Re: Buildfarm feature request: some way to track/classify failures - Mailing list pgsql-hackers

From Andrew Dunstan
Subject Re: Buildfarm feature request: some way to track/classify failures
Date
Msg-id 45FF4388.6060406@dunslane.net
Whole thread Raw
In response to Re: Buildfarm feature request: some way to track/classify failures  (Tom Lane <tgl@sss.pgh.pa.us>)

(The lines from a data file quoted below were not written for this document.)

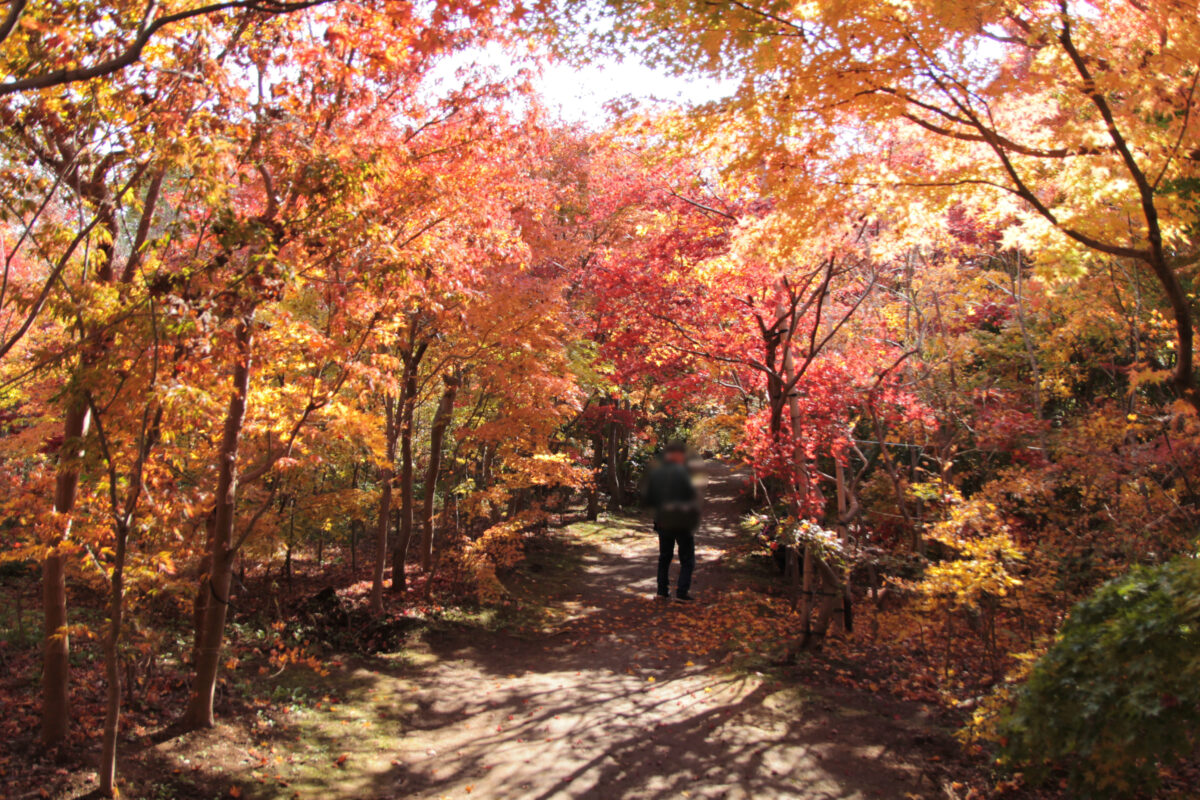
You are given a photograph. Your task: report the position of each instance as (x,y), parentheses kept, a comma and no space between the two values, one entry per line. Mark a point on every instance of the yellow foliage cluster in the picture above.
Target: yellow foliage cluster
(982,555)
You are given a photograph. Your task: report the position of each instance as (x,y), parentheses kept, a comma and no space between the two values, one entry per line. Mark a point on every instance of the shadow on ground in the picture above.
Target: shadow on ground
(591,707)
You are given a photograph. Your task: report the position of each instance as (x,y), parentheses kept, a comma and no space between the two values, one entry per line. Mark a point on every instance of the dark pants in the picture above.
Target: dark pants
(667,540)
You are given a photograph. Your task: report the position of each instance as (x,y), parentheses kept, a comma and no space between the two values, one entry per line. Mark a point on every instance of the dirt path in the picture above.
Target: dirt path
(593,707)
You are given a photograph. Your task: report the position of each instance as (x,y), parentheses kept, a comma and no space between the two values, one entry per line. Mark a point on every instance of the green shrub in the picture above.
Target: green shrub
(1119,693)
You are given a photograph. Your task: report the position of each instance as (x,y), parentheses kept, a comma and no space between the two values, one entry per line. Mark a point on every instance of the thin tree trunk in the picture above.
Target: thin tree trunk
(408,410)
(442,419)
(383,516)
(57,645)
(615,489)
(112,668)
(208,656)
(598,462)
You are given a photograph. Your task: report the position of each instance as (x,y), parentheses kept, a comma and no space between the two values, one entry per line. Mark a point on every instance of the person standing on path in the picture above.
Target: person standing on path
(671,493)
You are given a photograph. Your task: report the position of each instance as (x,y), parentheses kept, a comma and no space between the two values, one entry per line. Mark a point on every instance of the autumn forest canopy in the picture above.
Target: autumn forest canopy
(319,322)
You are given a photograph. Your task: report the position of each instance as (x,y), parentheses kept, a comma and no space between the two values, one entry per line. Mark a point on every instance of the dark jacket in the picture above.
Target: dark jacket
(670,492)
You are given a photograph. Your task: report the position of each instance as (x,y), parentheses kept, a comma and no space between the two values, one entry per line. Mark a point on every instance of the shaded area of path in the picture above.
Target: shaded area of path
(612,698)
(598,709)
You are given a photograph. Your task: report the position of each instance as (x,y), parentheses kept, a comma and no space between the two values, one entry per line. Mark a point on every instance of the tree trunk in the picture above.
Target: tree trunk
(408,410)
(57,645)
(112,667)
(442,419)
(383,516)
(615,491)
(211,633)
(597,468)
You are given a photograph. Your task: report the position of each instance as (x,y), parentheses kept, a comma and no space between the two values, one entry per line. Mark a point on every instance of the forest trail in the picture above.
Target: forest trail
(599,708)
(606,702)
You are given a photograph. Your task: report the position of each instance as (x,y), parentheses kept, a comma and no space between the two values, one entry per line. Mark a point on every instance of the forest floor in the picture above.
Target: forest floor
(601,692)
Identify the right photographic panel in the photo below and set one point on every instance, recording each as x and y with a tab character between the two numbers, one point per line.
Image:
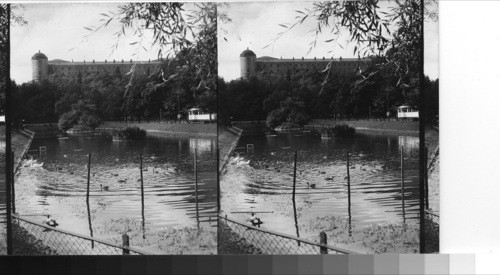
319	111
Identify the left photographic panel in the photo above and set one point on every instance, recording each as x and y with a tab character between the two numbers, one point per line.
4	40
114	131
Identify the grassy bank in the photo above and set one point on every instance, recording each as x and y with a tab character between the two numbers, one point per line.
432	143
386	127
393	238
24	243
178	129
19	145
226	142
230	243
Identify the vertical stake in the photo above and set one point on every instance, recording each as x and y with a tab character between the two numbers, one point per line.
348	193
142	182
218	182
13	190
88	178
125	244
142	199
196	180
403	184
322	241
426	178
294	175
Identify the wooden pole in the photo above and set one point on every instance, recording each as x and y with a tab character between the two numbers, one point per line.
88	178
196	181
294	176
322	241
13	190
8	143
142	182
125	243
349	193
403	183
218	182
142	199
426	178
293	197
88	195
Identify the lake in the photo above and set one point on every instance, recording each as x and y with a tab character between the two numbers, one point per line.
265	185
59	188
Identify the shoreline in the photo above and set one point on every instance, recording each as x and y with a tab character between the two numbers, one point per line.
227	141
170	129
409	128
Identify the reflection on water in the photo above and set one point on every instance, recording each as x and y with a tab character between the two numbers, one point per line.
374	170
3	204
59	187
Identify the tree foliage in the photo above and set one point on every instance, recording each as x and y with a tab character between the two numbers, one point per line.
392	33
188	30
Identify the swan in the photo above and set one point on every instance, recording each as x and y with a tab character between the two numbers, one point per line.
242	162
255	220
50	222
36	165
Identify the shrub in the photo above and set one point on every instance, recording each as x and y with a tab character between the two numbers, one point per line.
275	118
340	130
343	130
130	133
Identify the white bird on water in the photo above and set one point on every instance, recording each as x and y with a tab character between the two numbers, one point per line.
255	220
50	222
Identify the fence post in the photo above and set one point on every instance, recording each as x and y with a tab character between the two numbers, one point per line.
13	190
196	180
322	241
348	180
218	182
403	182
125	243
348	192
142	182
294	175
88	178
426	178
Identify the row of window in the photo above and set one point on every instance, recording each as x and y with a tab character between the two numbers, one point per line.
79	68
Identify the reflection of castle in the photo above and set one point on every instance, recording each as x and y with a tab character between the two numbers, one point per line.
250	64
202	145
408	142
42	67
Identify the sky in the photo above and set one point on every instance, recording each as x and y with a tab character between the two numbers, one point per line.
58	31
256	25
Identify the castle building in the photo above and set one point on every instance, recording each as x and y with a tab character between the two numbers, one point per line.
250	65
42	67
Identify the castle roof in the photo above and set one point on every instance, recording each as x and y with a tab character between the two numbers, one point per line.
109	62
247	52
269	59
38	55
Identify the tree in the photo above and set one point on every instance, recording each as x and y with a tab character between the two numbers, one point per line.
394	35
190	34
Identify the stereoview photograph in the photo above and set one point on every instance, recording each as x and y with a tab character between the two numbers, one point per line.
319	118
114	129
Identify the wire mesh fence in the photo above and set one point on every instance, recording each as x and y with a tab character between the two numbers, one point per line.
431	225
262	241
34	238
431	216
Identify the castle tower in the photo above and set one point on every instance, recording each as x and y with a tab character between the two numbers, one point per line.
248	64
40	66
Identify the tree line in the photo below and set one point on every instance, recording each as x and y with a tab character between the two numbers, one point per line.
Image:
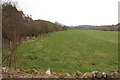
17	25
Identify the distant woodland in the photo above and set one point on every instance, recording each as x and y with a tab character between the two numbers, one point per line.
101	28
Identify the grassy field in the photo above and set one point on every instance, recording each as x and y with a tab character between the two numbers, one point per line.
71	51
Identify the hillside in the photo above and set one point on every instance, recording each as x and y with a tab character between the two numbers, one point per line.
71	51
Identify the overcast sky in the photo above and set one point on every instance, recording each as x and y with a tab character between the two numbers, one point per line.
72	12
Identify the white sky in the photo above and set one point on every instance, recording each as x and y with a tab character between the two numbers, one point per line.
72	12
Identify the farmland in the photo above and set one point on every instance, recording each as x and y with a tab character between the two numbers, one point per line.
70	51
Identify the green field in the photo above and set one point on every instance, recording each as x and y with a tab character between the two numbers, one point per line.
71	51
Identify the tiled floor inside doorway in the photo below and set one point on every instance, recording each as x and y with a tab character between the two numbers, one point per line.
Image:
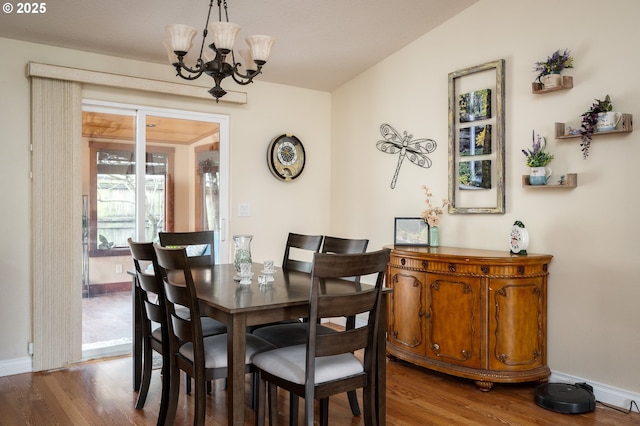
106	324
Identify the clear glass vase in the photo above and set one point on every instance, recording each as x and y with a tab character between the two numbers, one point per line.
242	244
434	236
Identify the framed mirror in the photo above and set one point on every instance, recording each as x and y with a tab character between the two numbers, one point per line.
476	139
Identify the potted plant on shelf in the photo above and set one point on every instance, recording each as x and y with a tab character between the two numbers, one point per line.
549	70
537	160
599	118
431	215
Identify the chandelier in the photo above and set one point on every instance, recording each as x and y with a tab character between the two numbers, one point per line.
220	61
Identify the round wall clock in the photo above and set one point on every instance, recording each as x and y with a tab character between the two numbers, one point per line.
518	238
286	157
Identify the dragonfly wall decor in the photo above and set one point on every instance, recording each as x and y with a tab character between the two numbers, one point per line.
415	150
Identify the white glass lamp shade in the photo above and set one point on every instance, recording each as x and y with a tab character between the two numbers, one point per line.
208	55
247	60
224	35
181	37
260	47
173	58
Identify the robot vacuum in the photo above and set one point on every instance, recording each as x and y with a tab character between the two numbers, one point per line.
565	398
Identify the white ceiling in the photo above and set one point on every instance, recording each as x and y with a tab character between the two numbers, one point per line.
320	44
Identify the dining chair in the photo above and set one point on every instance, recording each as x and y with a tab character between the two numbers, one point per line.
203	358
325	364
298	247
150	291
283	335
200	248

Responses Re: Buildfarm feature request: some way to track/classify failures  (Tom Lane <tgl@sss.pgh.pa.us>)
List pgsql-hackers
Tom Lane wrote:
> Andrew Dunstan <andrew@dunslane.net> writes:
>   
>> Tom Lane wrote:
>>     
>>> Actually what I *really* want is something closer to "show me all the
>>> unexplained failures", but unless Andrew is willing to support some way
>>> of tagging failures in the master database, I suppose that won't happen.
>>>       
>
>   
>> Who would do the tagging, and how?
>>     
>
> Well, that's the hard part isn't it?  I was sort of envisioning a group
> of users who'd be authorized to log in and set tags on database entries
> somehow.  I'm not sure about details.  One issue is that the majority
> of failures come in batches (when one of us commits a bad patch).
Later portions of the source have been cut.